Rustin covered all this ground by train, bus, or hitchhiking. Impressive though his itinerary may be, it doesn’t begin to capture the impact he had on people everywhere he went. The editors of Fellowship called Rustin, with some justification, “FOR’s one-man nonviolent army.”[2] He captivated audiences with his oratory, transported them with his heartrending tenor singing voice, rejected discrimination anywhere he encountered it, and withstood violence with disarming stoicism and dignity. Once, according to the pacifist Bronson Clark, Rustin was traveling through Texas on a train carrying seven German POWs who were being taken to the dining car for an early meal. On the way a woman stood and slapped one of the Germans across the face. When Rustin asked the military policeman in charge if he could speak with the Germans he was told it was against regulations. “But there is no regulation saying I cannot sing to them,” Rustin persisted, and the MP admitted as much. “So Bayard sang, in German, Schubert’s ‘Serenade’ followed by ‘A Stranger in a Distant Land.’ ”[3]
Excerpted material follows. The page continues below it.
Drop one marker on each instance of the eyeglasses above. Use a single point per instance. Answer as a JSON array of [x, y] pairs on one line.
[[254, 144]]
Carolyn Lindquist, an undergraduate at Ohio Wesleyan University, said she would “never forget that man and his nonviolent approach to solving problems,” adding that “he was one of the unsung heroes of my time.” Her black classmate Wallace Nelson was converted to pacifism by his encounter with Rustin. “I was always yelling and getting dragged out of public places when I protested against racial discrimination. It was Bayard Rustin who explained and demonstrated to me the demeanor you should adopt…simply insist on your dignity and your rights as a human being.” (As a draft resister, Nelson would spend time at a CPS camp and in prison, later becoming a tax resister and leading figure in CORE.) And a former student at the Oakwood School, a Friends institution in Poughkeepsie, New York, recalled Rustin giving a “marvelous speech” there about nonviolence. “He concluded by singing beautifully to us a program of black spirituals and Elizabethan songs.